Don't panic, impl Things

A blog by Martijn Gribnau

08 Mar 26

The Middle Ground

Like many, I too have been spending much time thinking about (generative) AI and its values. In my field of work (Software Engineering), on online forums such as Hacker News and in blog posts, generative AI has become an almost polarized topic between the believers and the unbelievers. Of course there's a middle ground, yet as it often is, the outer ends are the most vocal, and usually are most certain of their position. I suspect this divide maps onto something deeper: how people perceive the value of their work. To some, code and software are just tools; means to an end. They're the makers, the pragmatists of our field. On the other end you have the people who do not just care what they're building, but also how it is built. They're craftspeople12, perfectionists who care as much about how something is built as what it does.

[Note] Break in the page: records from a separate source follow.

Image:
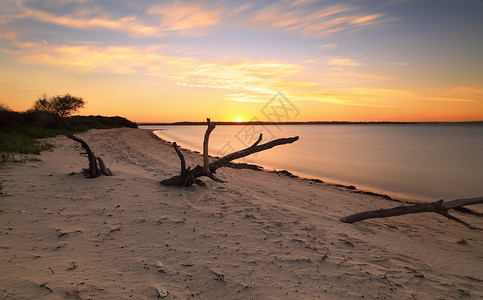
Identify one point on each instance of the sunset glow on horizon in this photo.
(169, 61)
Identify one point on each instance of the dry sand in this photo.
(258, 236)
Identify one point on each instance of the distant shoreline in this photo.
(311, 123)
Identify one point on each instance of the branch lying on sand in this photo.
(189, 176)
(96, 164)
(439, 207)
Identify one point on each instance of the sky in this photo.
(302, 60)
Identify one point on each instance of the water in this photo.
(426, 162)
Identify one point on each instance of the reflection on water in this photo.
(418, 161)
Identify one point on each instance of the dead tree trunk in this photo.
(96, 164)
(439, 207)
(190, 176)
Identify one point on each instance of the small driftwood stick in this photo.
(439, 207)
(181, 158)
(103, 167)
(206, 161)
(96, 164)
(190, 176)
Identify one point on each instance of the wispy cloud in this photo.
(185, 17)
(307, 18)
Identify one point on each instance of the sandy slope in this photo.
(260, 236)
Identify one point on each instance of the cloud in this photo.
(306, 18)
(344, 62)
(125, 24)
(185, 17)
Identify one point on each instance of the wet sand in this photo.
(261, 235)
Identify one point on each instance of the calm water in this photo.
(427, 162)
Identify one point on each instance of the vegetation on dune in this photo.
(20, 131)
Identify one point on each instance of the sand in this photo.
(261, 235)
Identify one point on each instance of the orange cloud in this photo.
(185, 17)
(302, 18)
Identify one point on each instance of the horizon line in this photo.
(308, 122)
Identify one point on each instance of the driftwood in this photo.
(439, 207)
(189, 176)
(96, 164)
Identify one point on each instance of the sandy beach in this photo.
(260, 235)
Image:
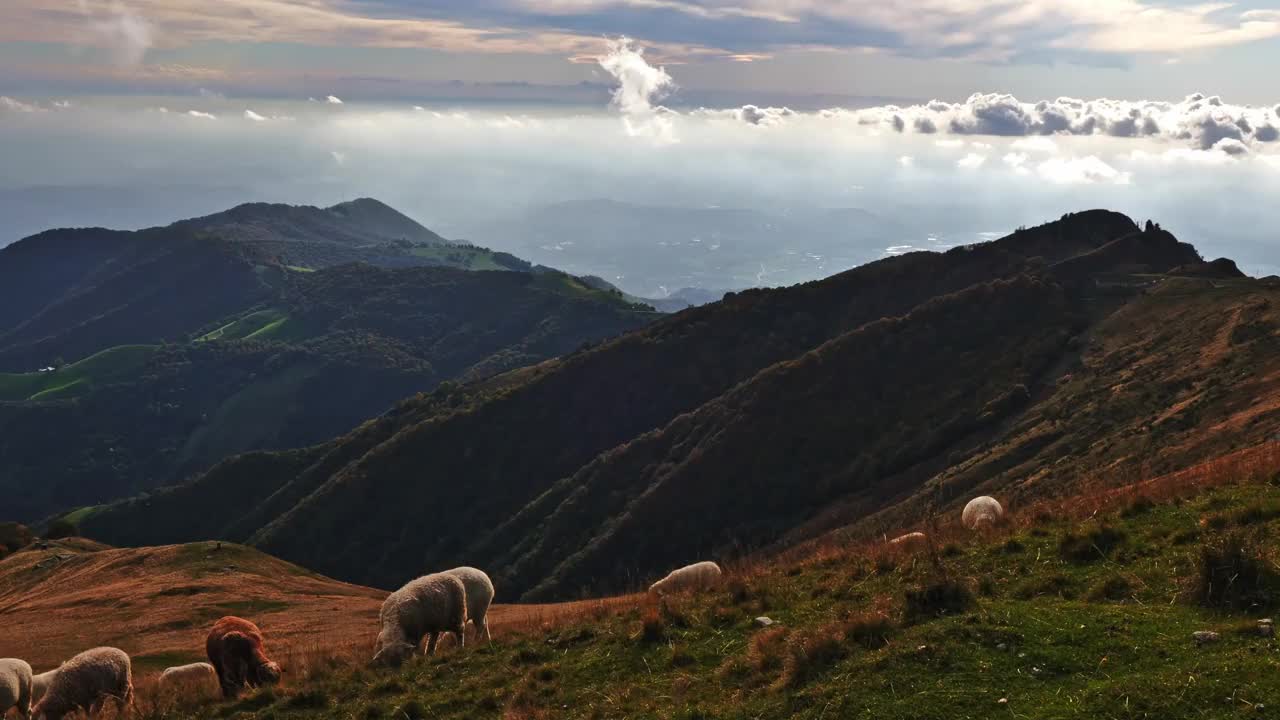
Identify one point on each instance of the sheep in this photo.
(691, 577)
(236, 651)
(479, 596)
(909, 540)
(40, 684)
(981, 511)
(428, 606)
(14, 687)
(86, 682)
(196, 675)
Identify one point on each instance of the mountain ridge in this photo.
(494, 452)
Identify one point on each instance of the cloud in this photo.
(114, 26)
(10, 105)
(639, 87)
(1015, 159)
(1201, 121)
(1080, 171)
(1232, 146)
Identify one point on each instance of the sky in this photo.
(944, 121)
(808, 51)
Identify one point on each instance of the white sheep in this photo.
(428, 606)
(479, 596)
(691, 577)
(909, 540)
(40, 684)
(14, 687)
(196, 675)
(981, 511)
(86, 682)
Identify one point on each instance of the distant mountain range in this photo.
(648, 247)
(1084, 349)
(133, 359)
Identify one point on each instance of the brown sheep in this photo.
(234, 648)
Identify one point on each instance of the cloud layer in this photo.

In companies and larger projects, I'm convinced you need both. Craftspeople tend to spend (too) much time on details. Some details matter, but not all. Usually, proceeding forward is necessary both for economical reasons, but also to learn more about the real requirements of the product. That's where makers come in. They are better at making difficult decisions, even with incomplete details. However, they also tend to "just make it work", even if that means using suboptimal solutions and architecture. In turn, future additions can be chaotic and more difficult, and in the longer term, time consuming; it can also mean it'll require more maintenance3. Where the balance rests depends on many factors. What do you produce? Are you responsible for maintenance? Do your customers care about what maintenance will cost them, or how much time it will take before a product must be replaced?4

When searching for a balance, it's unusual to find easy answers. However, I'm convinced that the answer is almost never at the edges of the spectrum. When in doubt, choose some kind of middle ground. This is why the polarised AI debate frustrates me. On one side, people want to use AI to build as much and as fast as possible; the initial outcomes are all that matter. On the other, people refuse to engage with AI at all and dismiss it outright. Neither extreme leaves room for the conversation that actually matters (if we assume it is here to stay): when does it help, when doesn't it, and how do we work well regardless? The answer is unlikely to be found at either extreme.

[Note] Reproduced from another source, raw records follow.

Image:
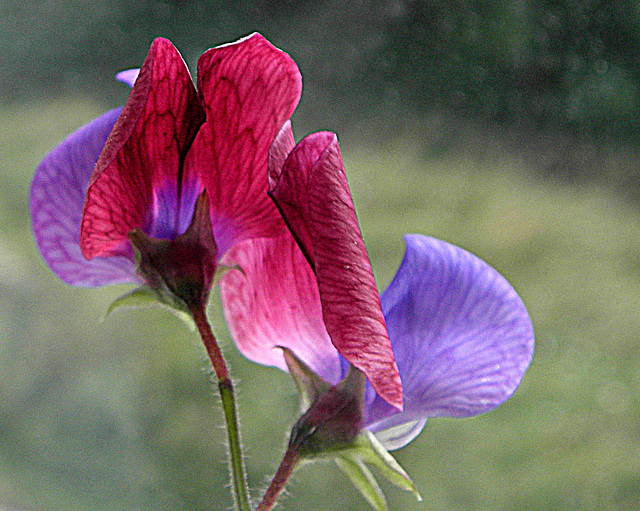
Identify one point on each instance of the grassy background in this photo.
(121, 415)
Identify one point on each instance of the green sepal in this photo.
(144, 296)
(366, 449)
(374, 453)
(363, 480)
(309, 384)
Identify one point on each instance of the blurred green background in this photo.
(510, 128)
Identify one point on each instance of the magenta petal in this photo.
(249, 89)
(461, 334)
(137, 179)
(278, 152)
(57, 195)
(273, 301)
(314, 197)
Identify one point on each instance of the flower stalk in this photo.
(284, 472)
(225, 386)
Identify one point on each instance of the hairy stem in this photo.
(286, 468)
(225, 385)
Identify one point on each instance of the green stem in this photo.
(225, 385)
(286, 468)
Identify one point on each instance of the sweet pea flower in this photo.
(176, 177)
(156, 193)
(460, 334)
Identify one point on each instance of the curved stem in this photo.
(225, 385)
(286, 468)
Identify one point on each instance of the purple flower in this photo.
(141, 169)
(180, 175)
(460, 334)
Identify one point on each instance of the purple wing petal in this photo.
(460, 333)
(273, 301)
(128, 76)
(57, 195)
(249, 89)
(314, 197)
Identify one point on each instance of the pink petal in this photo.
(314, 196)
(273, 301)
(57, 195)
(137, 180)
(249, 89)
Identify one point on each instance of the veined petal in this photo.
(272, 301)
(314, 197)
(461, 334)
(57, 194)
(249, 89)
(139, 178)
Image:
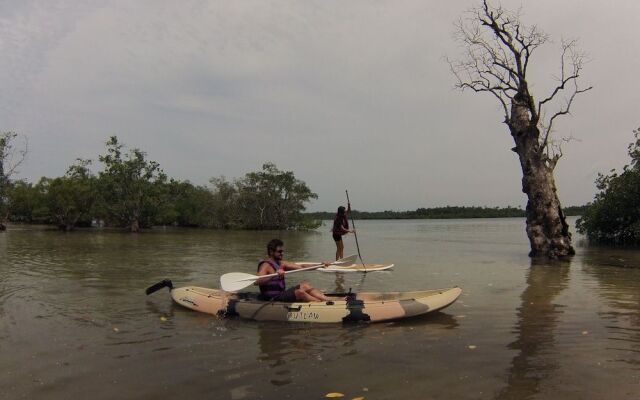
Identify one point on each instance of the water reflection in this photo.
(287, 350)
(617, 274)
(538, 317)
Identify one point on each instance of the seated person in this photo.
(274, 288)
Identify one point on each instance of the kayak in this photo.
(356, 268)
(350, 267)
(352, 307)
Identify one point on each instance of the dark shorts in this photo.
(289, 295)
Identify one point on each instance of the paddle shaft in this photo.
(286, 272)
(353, 223)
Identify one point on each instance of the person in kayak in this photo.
(274, 288)
(340, 228)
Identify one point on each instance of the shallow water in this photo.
(75, 323)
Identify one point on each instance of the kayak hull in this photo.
(367, 307)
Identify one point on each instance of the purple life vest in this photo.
(276, 285)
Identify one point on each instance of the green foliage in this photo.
(133, 192)
(70, 199)
(448, 212)
(26, 203)
(131, 187)
(186, 205)
(614, 215)
(266, 199)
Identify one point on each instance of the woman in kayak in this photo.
(340, 228)
(274, 288)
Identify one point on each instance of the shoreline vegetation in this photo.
(132, 193)
(448, 212)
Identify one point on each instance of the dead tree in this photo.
(10, 158)
(498, 51)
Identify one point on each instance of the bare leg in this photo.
(318, 295)
(308, 293)
(339, 249)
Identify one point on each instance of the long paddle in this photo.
(234, 281)
(353, 223)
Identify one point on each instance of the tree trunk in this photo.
(135, 225)
(547, 229)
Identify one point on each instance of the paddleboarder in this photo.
(274, 288)
(341, 228)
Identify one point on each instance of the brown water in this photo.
(75, 323)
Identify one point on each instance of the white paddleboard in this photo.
(356, 268)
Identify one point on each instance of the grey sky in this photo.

1 Like almost anything, almost nobody is completely on one side or the other; everything is a spectrum. Yet, no argument can be made if you need to deal with infinite exceptions. Every model is flawed in some way.

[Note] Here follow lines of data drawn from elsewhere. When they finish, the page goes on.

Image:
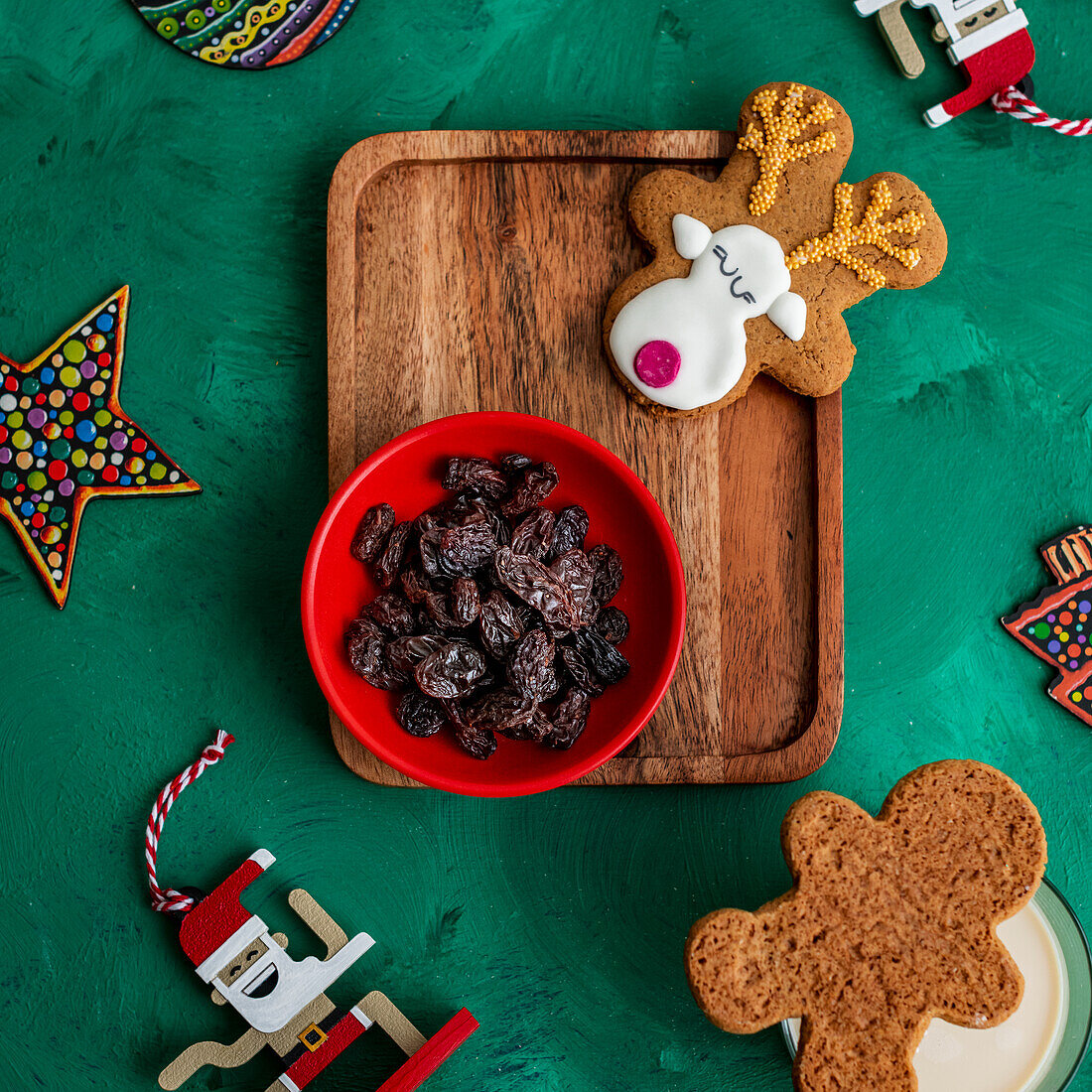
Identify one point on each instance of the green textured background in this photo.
(558, 919)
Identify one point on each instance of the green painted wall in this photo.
(559, 919)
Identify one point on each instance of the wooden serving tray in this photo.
(470, 271)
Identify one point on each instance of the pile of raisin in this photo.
(493, 617)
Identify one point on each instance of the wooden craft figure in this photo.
(283, 1001)
(986, 39)
(1057, 624)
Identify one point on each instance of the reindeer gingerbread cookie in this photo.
(890, 921)
(752, 271)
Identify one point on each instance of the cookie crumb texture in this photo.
(890, 921)
(842, 241)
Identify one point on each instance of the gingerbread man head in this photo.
(684, 342)
(890, 921)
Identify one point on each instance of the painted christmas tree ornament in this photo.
(247, 34)
(65, 440)
(282, 1000)
(1057, 623)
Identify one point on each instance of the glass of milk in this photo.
(1039, 1047)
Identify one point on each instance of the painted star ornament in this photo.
(65, 440)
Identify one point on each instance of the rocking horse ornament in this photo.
(283, 1001)
(989, 41)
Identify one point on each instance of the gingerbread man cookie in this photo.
(890, 921)
(752, 271)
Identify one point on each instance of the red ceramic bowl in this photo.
(622, 513)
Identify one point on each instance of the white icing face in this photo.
(681, 341)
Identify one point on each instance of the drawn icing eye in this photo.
(723, 254)
(745, 296)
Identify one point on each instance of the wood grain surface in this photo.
(470, 271)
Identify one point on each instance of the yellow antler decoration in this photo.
(774, 144)
(844, 235)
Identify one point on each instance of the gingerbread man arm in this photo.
(983, 986)
(221, 1055)
(318, 920)
(735, 965)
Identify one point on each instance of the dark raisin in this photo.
(578, 669)
(367, 655)
(430, 561)
(406, 652)
(531, 666)
(415, 585)
(577, 576)
(609, 574)
(359, 628)
(391, 613)
(532, 487)
(456, 712)
(503, 710)
(612, 624)
(451, 670)
(498, 624)
(512, 465)
(390, 561)
(478, 474)
(438, 605)
(570, 528)
(465, 549)
(466, 601)
(371, 532)
(610, 665)
(569, 720)
(418, 714)
(535, 533)
(478, 743)
(531, 581)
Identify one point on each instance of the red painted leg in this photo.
(421, 1065)
(996, 68)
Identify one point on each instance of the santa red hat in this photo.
(218, 927)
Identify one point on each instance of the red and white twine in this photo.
(168, 898)
(1016, 104)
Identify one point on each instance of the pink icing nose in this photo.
(656, 363)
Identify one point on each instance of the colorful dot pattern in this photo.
(1062, 635)
(65, 439)
(1057, 626)
(247, 34)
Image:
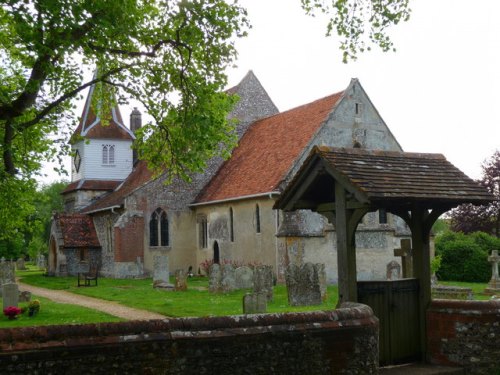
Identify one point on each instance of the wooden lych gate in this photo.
(344, 185)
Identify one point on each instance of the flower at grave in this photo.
(33, 307)
(11, 312)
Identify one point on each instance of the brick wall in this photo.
(342, 341)
(466, 334)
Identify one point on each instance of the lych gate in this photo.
(345, 184)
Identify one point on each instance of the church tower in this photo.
(101, 155)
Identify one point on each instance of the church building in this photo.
(119, 216)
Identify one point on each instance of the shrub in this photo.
(464, 257)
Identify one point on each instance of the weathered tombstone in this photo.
(20, 265)
(10, 295)
(263, 281)
(160, 271)
(393, 270)
(254, 303)
(494, 284)
(214, 278)
(180, 280)
(244, 277)
(228, 281)
(303, 285)
(405, 252)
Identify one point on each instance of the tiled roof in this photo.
(385, 178)
(139, 176)
(91, 185)
(267, 151)
(77, 230)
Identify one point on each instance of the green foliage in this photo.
(465, 257)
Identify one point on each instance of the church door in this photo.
(216, 252)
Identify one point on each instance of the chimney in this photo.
(135, 124)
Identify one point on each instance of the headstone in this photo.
(20, 264)
(228, 281)
(244, 277)
(263, 281)
(214, 278)
(303, 284)
(160, 271)
(393, 270)
(180, 280)
(254, 303)
(10, 295)
(494, 284)
(405, 252)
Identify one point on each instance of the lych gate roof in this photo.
(267, 151)
(394, 178)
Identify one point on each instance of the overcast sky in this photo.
(438, 93)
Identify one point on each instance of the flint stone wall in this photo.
(465, 334)
(342, 341)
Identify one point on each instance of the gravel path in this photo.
(112, 308)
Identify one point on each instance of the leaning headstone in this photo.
(180, 280)
(494, 284)
(393, 270)
(263, 281)
(20, 264)
(254, 303)
(228, 281)
(160, 271)
(244, 277)
(10, 295)
(214, 278)
(303, 285)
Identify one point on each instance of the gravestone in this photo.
(393, 270)
(228, 280)
(244, 277)
(160, 271)
(303, 285)
(20, 264)
(180, 280)
(10, 295)
(263, 281)
(255, 303)
(494, 284)
(214, 278)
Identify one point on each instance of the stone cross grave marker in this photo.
(393, 270)
(255, 303)
(494, 284)
(244, 277)
(10, 294)
(160, 270)
(263, 281)
(405, 252)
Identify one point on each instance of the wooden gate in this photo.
(395, 303)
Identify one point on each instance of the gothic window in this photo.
(231, 224)
(203, 231)
(108, 154)
(158, 228)
(257, 218)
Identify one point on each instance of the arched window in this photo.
(231, 224)
(158, 228)
(257, 218)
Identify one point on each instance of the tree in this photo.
(468, 218)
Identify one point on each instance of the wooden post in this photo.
(405, 252)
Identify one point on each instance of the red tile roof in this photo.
(139, 176)
(77, 230)
(92, 185)
(267, 151)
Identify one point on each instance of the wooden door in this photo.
(395, 303)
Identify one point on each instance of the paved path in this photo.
(112, 308)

2 I also wonder if, and how, any of the color personality models relate to the stance of people with respect to their opinion of generative AI. I would hypothesize that makers (pragmatists) skew red or yellow (i.e. action oriented, results focused, impatient with details), and that craftspeople (perfectionists) skew blue or green (i.e. methodical, quality focused, slower to act).

3 Software projects are rarely ever done. After new features are added, maintenance is required for security updates, to keep internal and external services compatible, and to remove overhead. In that respect, software is not different from hardware, whether it's an aircraft, boat, bike, or a server rack, a graphics card or even shoes. Everything wears down. The type of maintenance changes, but not the need.

4 If you (or a competitor) can write a new version or competing product at a fraction of the cost, it affects the sustainability of software businesses. Generative AI might be exactly this kind of shift and if so, it will affect where the balance rests.